Shifting Expectations: Women Less Inclined to Pursue Legal Careers

Leigh Jones has an article entitled Fewer Women Are Seeking Law Degrees in the National Law Journal this week. She cites statistics that since 2002 the percentage of women attending law school has declined every year from 49% in 2002 to 46.9% this year. Of course, the total number of applicants to law school has also declined in the past two years with female applicants for 2006 falling by 7.7% and male applicants by 6.7% (Jones has an interesting graph illustrating this phenomenon in her article). At least partly due to the drop in female applicants, the number of women admitted to law school also decreased in 2006 by 1.7% while the number of men admitted increased by 1.1%. The admissions issue aside, why are women deciding not to apply to law school?

Jones contacted me to ask if I had any ideas based on my work with Ms. JD. After spending a summer working for a law firm and interacting with many law firms that have been overwhelmingly supportive of Ms. JD, I feel certain that the private sector of the legal profession values women lawyers and genuinely desires to retain female attorneys. Still, last year only roughly 18% of firm partners were women. Despite recent efforts to implement policies to retain women, the slow progress is daunting (in 1996, about 14% of partners were women, so more than a decade has brought less than a 4% increase). If fewer talented women enter the profession, then equalizing the numbers will only become more difficult.

Law is a hard sell to women who know they want a lot of time to spend with their families (or who want flexibility and 8-hour days for other reasons). In fact, the legal profession is often highlighted as particularly inhospitable to work-life balance in the spate of recent articles on professional women “opting out”. I remember sitting in my apartment during 1L year trying to read Civ Pro with the TV on in the background. A national news program exploring the “opt-out revolution” was interviewing a woman with impossible law credentials culminating in a Supreme Court clerkship who put her career on hiatus to raise her children. The sum total of what I took away from that interview was not her rationale, which I no longer remember, but rather that she had achieved the pinnacle of law school achievement, and it had not been enough to keep her working as a lawyer. Perhaps nothing could have kept her working if she truly desired to be a full-time mom (and it is of course her personal choice to make). Regardless, I was left with a sinking heart after the show (only part of which I could attribute to the Erie doctrine). I couldn’t shake the conclusion that someone ambitious enough to pursue all the trappings of a perfect legal resume would not “choose” to take several years away from her career if a less either-or option were available. Every working mother juggles her job and her family, but some professions require less circus acrobatics. The negative portrayal of the demands of a legal career may be enough to turn many women away from a JD and toward another graduate degree.

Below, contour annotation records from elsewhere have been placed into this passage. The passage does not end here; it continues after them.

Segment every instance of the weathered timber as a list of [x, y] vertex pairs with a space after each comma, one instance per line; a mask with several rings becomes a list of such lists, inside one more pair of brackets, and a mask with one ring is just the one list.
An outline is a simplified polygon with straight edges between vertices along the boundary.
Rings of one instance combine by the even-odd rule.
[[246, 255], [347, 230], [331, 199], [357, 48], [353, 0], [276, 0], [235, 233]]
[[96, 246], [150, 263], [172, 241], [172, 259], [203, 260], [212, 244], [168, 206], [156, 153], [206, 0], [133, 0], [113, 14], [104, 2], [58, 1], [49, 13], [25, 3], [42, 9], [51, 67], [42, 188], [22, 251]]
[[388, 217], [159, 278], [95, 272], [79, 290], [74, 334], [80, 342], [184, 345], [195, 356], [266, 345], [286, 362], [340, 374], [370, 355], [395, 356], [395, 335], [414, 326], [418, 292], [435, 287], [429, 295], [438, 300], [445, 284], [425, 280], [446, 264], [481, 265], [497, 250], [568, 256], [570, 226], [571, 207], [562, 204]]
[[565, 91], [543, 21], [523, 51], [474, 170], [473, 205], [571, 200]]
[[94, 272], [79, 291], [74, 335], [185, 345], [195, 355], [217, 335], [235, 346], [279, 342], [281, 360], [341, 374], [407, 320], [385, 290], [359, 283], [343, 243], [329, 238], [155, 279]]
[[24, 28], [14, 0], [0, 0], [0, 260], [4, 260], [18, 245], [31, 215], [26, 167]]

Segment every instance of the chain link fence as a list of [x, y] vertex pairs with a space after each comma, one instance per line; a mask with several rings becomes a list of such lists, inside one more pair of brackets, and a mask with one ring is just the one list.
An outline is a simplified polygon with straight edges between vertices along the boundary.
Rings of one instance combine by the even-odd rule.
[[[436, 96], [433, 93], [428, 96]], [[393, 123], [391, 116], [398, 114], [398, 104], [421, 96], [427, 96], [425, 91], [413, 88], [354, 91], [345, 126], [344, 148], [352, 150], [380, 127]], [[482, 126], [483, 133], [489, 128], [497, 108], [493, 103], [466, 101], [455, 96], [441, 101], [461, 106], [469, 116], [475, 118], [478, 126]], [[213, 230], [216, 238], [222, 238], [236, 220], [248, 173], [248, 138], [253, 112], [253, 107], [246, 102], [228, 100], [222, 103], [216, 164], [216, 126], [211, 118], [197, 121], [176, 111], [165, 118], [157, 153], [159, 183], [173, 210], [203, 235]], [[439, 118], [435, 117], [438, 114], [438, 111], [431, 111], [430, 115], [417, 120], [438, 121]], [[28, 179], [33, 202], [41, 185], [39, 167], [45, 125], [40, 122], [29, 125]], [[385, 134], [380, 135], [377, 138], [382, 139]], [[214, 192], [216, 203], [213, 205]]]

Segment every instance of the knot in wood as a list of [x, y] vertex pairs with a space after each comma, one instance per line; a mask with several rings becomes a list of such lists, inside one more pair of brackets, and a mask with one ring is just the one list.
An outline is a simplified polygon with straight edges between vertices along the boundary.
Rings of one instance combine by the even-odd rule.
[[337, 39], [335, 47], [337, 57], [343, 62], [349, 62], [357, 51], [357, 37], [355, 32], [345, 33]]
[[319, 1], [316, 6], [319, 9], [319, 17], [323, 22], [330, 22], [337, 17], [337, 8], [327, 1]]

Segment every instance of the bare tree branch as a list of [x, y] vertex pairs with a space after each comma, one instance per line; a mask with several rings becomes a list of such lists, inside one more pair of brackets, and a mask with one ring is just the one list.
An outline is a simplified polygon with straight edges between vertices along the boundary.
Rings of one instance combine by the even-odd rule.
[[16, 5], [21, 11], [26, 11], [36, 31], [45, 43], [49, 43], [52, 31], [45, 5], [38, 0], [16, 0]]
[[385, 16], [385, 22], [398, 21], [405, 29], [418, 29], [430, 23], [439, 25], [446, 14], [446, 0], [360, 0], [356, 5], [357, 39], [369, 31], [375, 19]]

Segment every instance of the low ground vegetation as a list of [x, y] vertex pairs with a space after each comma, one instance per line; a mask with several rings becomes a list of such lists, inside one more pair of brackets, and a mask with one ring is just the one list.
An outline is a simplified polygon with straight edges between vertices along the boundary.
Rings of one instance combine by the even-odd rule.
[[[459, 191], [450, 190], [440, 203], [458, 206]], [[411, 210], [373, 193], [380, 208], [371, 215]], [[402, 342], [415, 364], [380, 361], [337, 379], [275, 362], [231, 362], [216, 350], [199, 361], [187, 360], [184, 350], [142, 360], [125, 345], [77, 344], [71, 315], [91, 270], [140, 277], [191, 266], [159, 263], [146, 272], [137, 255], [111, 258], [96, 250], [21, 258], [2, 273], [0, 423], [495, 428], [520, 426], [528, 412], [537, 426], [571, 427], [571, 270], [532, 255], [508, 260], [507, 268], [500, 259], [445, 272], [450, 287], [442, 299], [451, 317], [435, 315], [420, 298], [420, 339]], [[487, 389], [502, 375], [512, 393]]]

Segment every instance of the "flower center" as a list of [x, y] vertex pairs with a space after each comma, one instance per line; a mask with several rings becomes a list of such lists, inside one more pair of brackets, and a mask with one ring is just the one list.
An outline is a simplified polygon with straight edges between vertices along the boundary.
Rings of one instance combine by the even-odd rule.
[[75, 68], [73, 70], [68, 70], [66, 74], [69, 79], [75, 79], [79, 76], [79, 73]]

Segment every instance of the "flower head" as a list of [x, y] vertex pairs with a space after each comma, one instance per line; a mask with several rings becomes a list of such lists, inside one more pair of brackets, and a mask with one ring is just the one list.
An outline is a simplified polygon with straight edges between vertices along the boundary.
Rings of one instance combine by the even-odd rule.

What can law do to attract more women? The flexibility that many women (and men for that matter) desire to simultaneously raise children and maintain a fulfilling career is often impracticable in a profession based on availability. As lawyers, the product we sell is our time. The client needs her lawyer when she needs her. Period. It might be at 3 pm on Wednesday afternoon when your flex-time schedule was supposed to have you home to pick up Suzy Q. by noon. It might be Friday night at 5 pm with a request that will keep you in the office until Monday morning. Perhaps if you are a certain type of lawyer, the demands on your time will be less capricious and your schedule more predictable, but all in all, lawyers are hired to represent clients, and clients dictate the terms. Many women will still choose to apply to law school because law is intellectually stimulating and offers membership in a profession that has and will continue to change and shape our society. Still, law pays a high price if it loses those who demand a profession that leaves more room for a personal life, especially if most of those people are women.